In the run up to the final Iraq war, the country’s dictator Saddam Hussein decided that the country’s air force should play no part in the war, with its planes “in palm groves or buried them in the sand” according to an account in Foreign Affairs written three years after the war. The belief was the Iraqi air force would be no match for the western invaders – and that it was best saved for a post war future under his leadership that never transpired after the capture of Baghdad.
But despite all the stories of meddling, the relationship between political leadership and military command has always been complex and at times fraught.
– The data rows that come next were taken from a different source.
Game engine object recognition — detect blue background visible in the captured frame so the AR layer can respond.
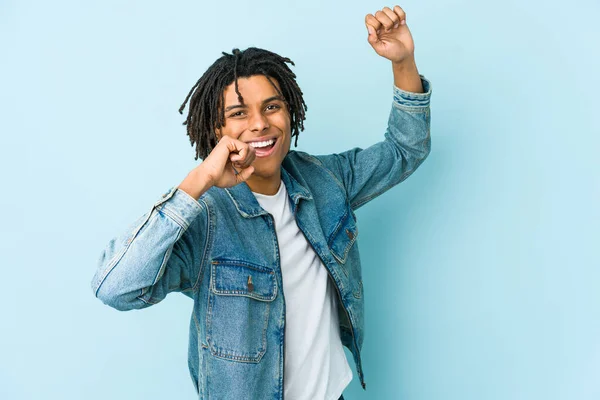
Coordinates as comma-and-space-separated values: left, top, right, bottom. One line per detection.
0, 0, 600, 400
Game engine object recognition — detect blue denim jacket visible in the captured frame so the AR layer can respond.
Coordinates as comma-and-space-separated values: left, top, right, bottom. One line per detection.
92, 76, 431, 400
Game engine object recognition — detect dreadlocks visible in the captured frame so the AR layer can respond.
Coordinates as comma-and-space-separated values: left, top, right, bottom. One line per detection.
179, 47, 308, 160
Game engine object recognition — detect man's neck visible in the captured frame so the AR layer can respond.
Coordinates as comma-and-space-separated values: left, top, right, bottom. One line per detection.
246, 171, 281, 196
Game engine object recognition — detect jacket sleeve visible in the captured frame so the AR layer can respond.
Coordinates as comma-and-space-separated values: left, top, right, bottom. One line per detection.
316, 75, 431, 209
92, 187, 208, 311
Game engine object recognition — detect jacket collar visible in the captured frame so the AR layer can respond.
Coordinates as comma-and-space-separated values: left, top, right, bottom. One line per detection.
225, 167, 312, 218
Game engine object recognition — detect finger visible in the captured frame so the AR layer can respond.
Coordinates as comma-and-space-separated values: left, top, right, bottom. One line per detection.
235, 166, 254, 183
365, 14, 383, 31
375, 10, 394, 32
394, 6, 406, 25
383, 7, 400, 28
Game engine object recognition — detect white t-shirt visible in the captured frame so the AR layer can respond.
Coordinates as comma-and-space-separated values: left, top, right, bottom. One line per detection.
253, 182, 352, 400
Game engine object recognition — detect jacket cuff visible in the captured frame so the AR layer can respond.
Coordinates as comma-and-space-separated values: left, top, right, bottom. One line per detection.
394, 75, 431, 107
154, 186, 205, 229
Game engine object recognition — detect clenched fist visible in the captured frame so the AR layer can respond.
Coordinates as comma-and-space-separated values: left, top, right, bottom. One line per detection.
365, 6, 415, 64
178, 135, 256, 199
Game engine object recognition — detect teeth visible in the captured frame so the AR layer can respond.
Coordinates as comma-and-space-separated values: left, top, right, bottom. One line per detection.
249, 139, 275, 148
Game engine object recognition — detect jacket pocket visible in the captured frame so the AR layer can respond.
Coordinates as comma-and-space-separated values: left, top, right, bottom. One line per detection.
206, 260, 277, 363
327, 207, 358, 264
327, 207, 363, 299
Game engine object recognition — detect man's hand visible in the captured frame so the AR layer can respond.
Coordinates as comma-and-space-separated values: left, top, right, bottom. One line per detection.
365, 6, 415, 64
178, 136, 256, 199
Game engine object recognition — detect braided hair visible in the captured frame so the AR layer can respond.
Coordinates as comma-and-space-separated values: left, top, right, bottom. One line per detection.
179, 47, 308, 160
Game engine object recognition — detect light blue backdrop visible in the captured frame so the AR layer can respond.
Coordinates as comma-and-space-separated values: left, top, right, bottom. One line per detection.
0, 0, 600, 400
Freedman, also the author of a soon to be published book on the subject called Command, says military decisions during war time are “intensely political” and that it is up to political leaderships to “set objectives, push senior commanders, ask questions”.
The goal, Freedman argues, is to ensure there is “a dialogue between politicians and the military” and to that leaders are not overruling legitimate objections or trying to micromanage the battle-plans at a time when they should be concentrating on wider diplomatic or political strategies.
For Putin, as the war in Ukraine approaches its twelfth week, the question arises whether the Russian leader has the time to focus on all that is before him if he is embroiled in tactical decision making in a Donbas offensive that is stalling – and the impact that further military failures would have on his standing.
In the past few days some Russian military bloggers and experts have begun to question the strategy. One popular Russian blogger who uses the pseudonym Vladlen Tatarzky on his Telegram channel wrote: “Until we know the name of the ‘military genius’ who put a battalion tactical group by the river and he doesn’t answer for it publicly, then there will never be reforms in the army.”
It turns out the writer might have been criticising Putin himself.